Прошёл день, два и три, Ахилла все лежал и не показывался. Дом отца Туберозова совсем глядел мёртвым домом: взойдёт яркое солнце и осветит его пустынный двор – мертво; набежат грядой облачка и отразятся в стёклах его окон, словно замогильные тени, и опять ничего.
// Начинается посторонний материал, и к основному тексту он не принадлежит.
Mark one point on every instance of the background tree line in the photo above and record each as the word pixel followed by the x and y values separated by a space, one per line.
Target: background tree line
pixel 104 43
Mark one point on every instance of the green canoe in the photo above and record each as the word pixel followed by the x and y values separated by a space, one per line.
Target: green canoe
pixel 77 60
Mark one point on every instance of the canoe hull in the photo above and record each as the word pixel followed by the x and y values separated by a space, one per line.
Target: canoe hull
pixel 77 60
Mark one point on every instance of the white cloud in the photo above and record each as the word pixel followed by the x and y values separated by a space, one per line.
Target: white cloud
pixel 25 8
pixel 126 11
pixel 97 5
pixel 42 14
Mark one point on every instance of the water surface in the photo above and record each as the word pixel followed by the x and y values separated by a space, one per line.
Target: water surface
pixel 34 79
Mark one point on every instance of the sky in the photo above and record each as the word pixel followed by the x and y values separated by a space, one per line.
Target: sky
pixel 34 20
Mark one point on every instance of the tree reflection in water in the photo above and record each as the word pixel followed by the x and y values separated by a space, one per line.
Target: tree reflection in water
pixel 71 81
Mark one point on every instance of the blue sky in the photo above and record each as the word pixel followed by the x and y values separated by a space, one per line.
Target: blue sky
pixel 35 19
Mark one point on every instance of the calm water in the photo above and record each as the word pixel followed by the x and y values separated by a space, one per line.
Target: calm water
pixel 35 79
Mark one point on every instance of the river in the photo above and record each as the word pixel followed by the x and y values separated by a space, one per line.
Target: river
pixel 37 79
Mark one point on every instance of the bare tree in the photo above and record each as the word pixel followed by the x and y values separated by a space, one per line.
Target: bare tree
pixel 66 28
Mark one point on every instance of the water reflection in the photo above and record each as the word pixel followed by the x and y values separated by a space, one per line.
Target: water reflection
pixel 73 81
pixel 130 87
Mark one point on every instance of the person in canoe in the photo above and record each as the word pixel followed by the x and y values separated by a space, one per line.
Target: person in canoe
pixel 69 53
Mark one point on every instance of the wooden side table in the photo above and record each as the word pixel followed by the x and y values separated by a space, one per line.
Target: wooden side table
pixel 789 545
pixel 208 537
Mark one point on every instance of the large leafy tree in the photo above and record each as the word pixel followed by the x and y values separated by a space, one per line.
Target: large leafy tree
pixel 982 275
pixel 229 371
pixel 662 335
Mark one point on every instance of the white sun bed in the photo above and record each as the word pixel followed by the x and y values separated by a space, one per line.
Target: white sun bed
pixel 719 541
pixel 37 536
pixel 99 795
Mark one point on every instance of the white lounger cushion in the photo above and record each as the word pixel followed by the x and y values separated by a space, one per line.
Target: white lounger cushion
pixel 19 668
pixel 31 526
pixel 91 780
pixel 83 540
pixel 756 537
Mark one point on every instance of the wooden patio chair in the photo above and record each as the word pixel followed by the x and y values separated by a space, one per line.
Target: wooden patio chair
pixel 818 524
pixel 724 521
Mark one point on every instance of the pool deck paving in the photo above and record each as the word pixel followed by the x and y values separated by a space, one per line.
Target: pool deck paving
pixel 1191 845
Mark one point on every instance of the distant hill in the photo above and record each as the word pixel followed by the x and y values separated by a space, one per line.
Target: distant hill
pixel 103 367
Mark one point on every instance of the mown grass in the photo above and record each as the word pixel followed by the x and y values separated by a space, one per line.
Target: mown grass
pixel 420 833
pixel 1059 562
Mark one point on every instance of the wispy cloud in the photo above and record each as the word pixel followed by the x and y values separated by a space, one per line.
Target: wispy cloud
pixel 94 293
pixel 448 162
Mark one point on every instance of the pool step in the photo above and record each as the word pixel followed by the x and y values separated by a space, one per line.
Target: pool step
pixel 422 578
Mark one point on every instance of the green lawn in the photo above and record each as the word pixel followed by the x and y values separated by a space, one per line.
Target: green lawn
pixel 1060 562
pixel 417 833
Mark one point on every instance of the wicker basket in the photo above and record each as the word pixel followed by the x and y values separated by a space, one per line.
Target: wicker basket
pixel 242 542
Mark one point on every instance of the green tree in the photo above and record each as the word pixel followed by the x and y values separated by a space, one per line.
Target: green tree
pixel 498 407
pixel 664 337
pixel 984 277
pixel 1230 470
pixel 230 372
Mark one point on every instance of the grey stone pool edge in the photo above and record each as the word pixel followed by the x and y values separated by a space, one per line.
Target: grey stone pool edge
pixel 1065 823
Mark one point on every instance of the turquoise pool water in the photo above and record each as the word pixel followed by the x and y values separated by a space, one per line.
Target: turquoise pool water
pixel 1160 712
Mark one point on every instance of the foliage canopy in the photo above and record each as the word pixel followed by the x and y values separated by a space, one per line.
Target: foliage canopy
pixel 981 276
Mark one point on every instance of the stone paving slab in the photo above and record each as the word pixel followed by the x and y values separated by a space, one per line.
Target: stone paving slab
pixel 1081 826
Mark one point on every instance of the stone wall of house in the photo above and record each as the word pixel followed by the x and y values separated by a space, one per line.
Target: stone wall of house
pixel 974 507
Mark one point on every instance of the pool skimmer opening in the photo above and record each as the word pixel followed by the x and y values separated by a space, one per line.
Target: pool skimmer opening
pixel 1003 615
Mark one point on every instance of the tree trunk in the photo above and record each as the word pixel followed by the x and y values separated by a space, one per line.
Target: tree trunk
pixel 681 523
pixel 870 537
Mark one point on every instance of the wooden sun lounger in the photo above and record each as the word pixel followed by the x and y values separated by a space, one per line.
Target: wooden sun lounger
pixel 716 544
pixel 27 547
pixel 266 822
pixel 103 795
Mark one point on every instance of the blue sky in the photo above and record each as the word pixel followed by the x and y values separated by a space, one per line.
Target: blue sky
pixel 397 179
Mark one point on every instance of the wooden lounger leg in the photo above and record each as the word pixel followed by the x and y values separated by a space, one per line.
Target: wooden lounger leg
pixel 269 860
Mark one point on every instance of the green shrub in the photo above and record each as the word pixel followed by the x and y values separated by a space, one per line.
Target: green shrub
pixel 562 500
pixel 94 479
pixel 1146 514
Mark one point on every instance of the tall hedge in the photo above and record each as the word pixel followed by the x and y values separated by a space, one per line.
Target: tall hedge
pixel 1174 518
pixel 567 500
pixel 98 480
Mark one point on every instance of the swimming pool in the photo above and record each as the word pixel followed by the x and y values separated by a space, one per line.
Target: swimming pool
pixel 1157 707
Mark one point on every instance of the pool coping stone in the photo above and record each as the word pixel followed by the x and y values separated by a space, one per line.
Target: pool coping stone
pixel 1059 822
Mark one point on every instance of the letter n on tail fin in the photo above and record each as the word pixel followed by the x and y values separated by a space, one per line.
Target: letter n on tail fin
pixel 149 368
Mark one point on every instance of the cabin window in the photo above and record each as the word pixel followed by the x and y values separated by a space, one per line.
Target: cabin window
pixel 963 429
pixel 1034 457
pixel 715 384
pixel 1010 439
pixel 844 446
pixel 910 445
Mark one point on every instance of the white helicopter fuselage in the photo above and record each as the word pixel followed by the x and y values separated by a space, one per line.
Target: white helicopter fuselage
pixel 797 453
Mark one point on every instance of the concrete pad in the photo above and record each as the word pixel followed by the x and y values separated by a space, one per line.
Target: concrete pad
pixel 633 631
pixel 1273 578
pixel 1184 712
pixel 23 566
Наблюдая эту тишь, соседи стали жаловаться, что им даже жутко; а дьякон все не показывался. Стало сомнительно, что с ним такое?
Захария пошёл его навещать. Долго кроткий старичок ходил из комнаты в комнату и звал:
– Дьякон, где ты? Послушай, дьякон!
Но дьякон не откликался. Наконец, отец Захария приотворил дверь в тёмный чуланчик.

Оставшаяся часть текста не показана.